Un tema che ha fatto molto discutere in Svizzera e in Ticino è quello degli abusi sessuali all’interno della Chiesa, grazie anche a uno studio dell’Università di Zurigo che ha documentato oltre mille casi a livello nazionale dal 1950 a oggi. Papa Francesco pubblicamente ha sollevato più volte il tema, appelli che si sono tradotti anche in fatti?

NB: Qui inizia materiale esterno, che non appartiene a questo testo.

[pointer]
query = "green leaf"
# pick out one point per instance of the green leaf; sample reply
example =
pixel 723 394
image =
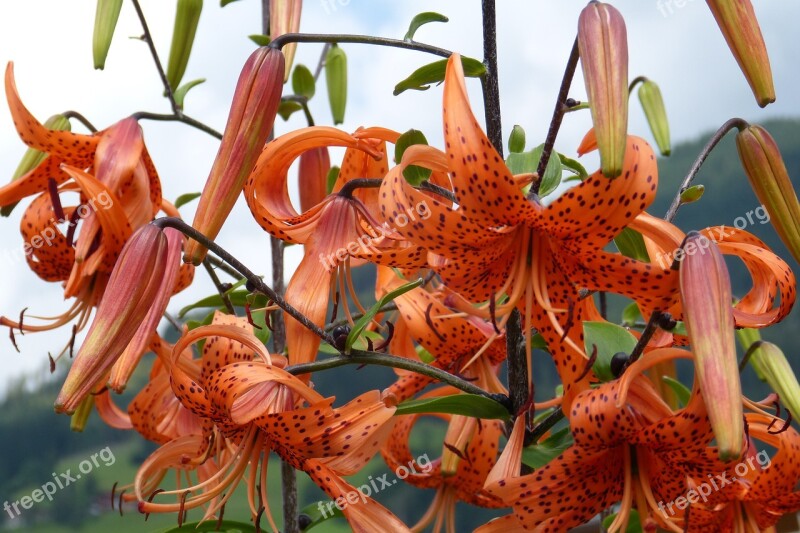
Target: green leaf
pixel 516 141
pixel 303 82
pixel 317 517
pixel 413 174
pixel 364 321
pixel 186 198
pixel 471 405
pixel 634 523
pixel 538 455
pixel 422 78
pixel 421 19
pixel 226 526
pixel 631 315
pixel 260 40
pixel 630 243
pixel 180 92
pixel 609 339
pixel 528 162
pixel 680 390
pixel 333 175
pixel 287 107
pixel 573 166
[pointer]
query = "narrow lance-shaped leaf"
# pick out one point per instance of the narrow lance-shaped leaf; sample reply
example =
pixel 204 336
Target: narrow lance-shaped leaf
pixel 420 20
pixel 33 157
pixel 423 77
pixel 603 44
pixel 364 321
pixel 105 22
pixel 705 288
pixel 471 405
pixel 336 79
pixel 653 106
pixel 187 17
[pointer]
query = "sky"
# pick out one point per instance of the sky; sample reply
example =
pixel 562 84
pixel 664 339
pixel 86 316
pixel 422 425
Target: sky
pixel 674 42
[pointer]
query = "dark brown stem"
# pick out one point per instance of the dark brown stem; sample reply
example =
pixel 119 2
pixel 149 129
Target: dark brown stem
pixel 558 116
pixel 701 158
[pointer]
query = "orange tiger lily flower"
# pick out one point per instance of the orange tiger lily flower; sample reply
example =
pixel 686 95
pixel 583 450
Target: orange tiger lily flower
pixel 764 487
pixel 247 404
pixel 505 248
pixel 336 232
pixel 642 459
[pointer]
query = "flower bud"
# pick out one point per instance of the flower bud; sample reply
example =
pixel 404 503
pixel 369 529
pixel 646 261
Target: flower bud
pixel 284 17
pixel 708 315
pixel 653 105
pixel 105 22
pixel 133 286
pixel 253 111
pixel 739 26
pixel 769 178
pixel 313 176
pixel 34 157
pixel 186 18
pixel 603 45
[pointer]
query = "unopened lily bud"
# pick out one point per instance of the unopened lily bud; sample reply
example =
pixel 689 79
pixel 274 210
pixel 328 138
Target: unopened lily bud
pixel 105 22
pixel 187 17
pixel 284 17
pixel 132 288
pixel 603 45
pixel 34 157
pixel 253 111
pixel 708 315
pixel 769 178
pixel 336 80
pixel 313 176
pixel 656 113
pixel 739 26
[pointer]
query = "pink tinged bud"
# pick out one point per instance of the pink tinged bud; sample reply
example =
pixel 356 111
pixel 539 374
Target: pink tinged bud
pixel 708 315
pixel 255 104
pixel 739 26
pixel 764 166
pixel 603 45
pixel 132 288
pixel 284 17
pixel 315 164
pixel 138 346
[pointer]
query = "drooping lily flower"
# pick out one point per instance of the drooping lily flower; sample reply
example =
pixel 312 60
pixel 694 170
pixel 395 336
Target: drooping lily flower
pixel 248 404
pixel 343 226
pixel 513 252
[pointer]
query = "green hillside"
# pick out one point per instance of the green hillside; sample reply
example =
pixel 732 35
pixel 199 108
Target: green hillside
pixel 38 443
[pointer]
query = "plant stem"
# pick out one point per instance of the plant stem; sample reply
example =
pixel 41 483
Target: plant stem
pixel 359 357
pixel 489 81
pixel 707 149
pixel 558 116
pixel 254 280
pixel 287 38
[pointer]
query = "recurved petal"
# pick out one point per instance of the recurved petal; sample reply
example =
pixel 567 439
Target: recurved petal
pixel 73 148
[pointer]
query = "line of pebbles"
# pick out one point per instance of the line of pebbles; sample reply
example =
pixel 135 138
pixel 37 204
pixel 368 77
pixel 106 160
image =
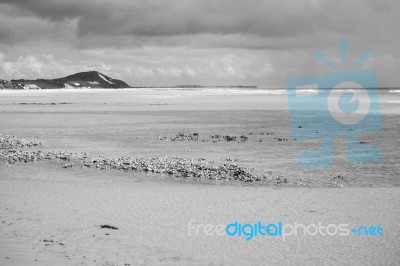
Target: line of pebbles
pixel 182 167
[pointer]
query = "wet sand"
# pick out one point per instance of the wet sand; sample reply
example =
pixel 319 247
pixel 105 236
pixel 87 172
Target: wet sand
pixel 53 214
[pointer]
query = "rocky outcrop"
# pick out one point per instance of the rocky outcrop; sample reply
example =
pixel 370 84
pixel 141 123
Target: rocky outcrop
pixel 89 79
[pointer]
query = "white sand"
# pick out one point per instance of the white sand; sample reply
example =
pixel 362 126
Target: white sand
pixel 67 206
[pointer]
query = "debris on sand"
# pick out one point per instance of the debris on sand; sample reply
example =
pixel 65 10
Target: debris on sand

Giustamente in questo momento si parla degli aspetti più positivi del pontificato di papa Francesco. È però anche legittimo segnalare i momenti dove ha deluso le aspettative. Papa Francesco si è attivato nel 2018 sul tema degli abusi nella Chiesa, nei primi cinque anni del suo pontificato non ha quindi seguito la linea della ‘tolleranza zero’ annunciata dal suo predecessore Ratzinger. Le accuse formulate nei suoi confronti in quel periodo di aver lasciato cadere il tema e di aver rinunciato al pugno duro sono quindi anche giustificate. Pure a livello di dichiarazioni pubbliche il tema degli abusi è stato meno presente di altri, come ad esempio quello della pace. Dal 2019 ha poi tolto il segreto pontificio e responsabilizzato le Diocesi. Ha inoltre reso possibili processi interni a vescovi e cardinali, e ne ha destituiti anche alcuni accusati di aver coperto abusi. Però una linea chiara, dura e costante negli anni è mancata. Nella Chiesa, ancora oggi, ci sono delle strutture che avvantaggiano chi abusa rendendo possibile il non essere scoperti.

In che modo?

Nella Chiesa non esiste la divisione dei poteri. Un vescovo, all’interno di una Diocesi può fa ricadere su di sé sia la dimensione esecutiva, ovvero la competenza su quale prete mettere dove, sia quella disciplinare. Questo apre la porta a possibili insabbiamenti e non è ancora stata trovata una soluzione efficace. Va però detto che qualcosa è cambiato, c’è una maggiore consapevolezza tra i vescovi che questi casi vanno denunciati alla giustizia civile. C’è però sempre il rischio che, se un vescovo decide di non denunciare, sarà difficile far emergere il caso. Papa Francesco ha cercato di lavorare maggiormente sull’educazione e la mentalità nella formazione dei giovani preti.